PKK'li eşinin bir çatışmada hayatını kaybettiği haberini alan Fatma, Silopî'den İstanbul'a geldiğinde elindeki kağıtta yazan adresten başka gidecek yeri yokmuş. Tek suçu(!) ise baskının yapıldığı anda orada olmak olan Fatma için korkunç günler başlamış böylece. Bugün 13 yaşında olan Azat, cezaevindeki ağır kalp hastası annesini kurtarmak için uğraşıyor.
'Terörist'in çocuğu'
Bu arada Azat'ı Çocuk Esirgeme Kurumuna gönderen devlet; "Bir teröristin çocuğu olarak büyüyeceğine, devlet O'nu büyütsün" diyebilme fütursuzluğunu gösterebilmiş.

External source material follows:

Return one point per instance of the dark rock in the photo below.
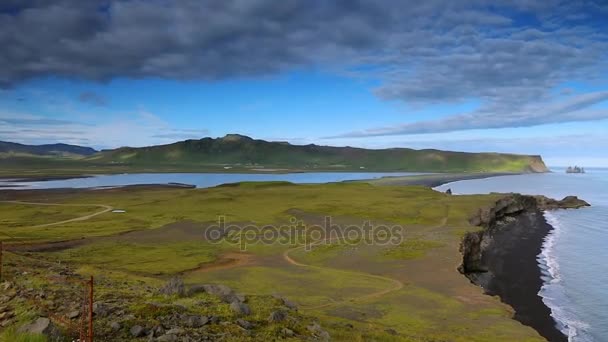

Bir annesi olduğunu bilen ve kendisini hiç oraya ait hissetmeyen Azat'ın, annesine kavuşması ise çok sürmemiş. 1,5 ay sonra Çocuk Esirgeme'den Gebze Cezaevinde tutuklu olan annesinin yanına dönebilen Azat, hayata cezaevinde başlamış. Kavuşma anları ise Azat'ın hatırladıkları arasında, ağlaşarak sarılan anne- oğlun hali orada bulunanları da ağlatmış.
Cezaevinde büyüyor
Cezaevi günlerini bile gülümseyerek anlatıyor Azat, çünkü annesinin yanında olması O'na yetiyormuş. "Her yer bana serbestti, erkek koğuşlarına da gidebiliyordum. Bazen dışarıya da çıkıyordum" diye anlatıyor o günlerini. Evlendiği dönem ailesinden kopan Fatma'ya yargılanma sürecini basından öğrenerek tekrar kavuşan ailesi, Fatma ve Azat'a sahip çıkmış hemen. Azat'ın arada sırada çıkması da böyle mümkün olabilmiş. Anneanne dediği teyzesi tarafından cezaevinden alınan Azat, okula gitmek için annesinden ayrıldığını anlatıyor. Kimliği bile olmayan Azat, geçici kayıtla başladığı okul hayatında bugün çok başarılı. Sınavla girilebilen bir Anadolu Lisesi'nde okuyan Azat, sadece matematik dersini sevmediğini anlatıyor. Bir de geçen sene sınavlarının aksadığını… Çünkü Fatma'nın tekrar cezaevine dönmesi o döneme rastlamış.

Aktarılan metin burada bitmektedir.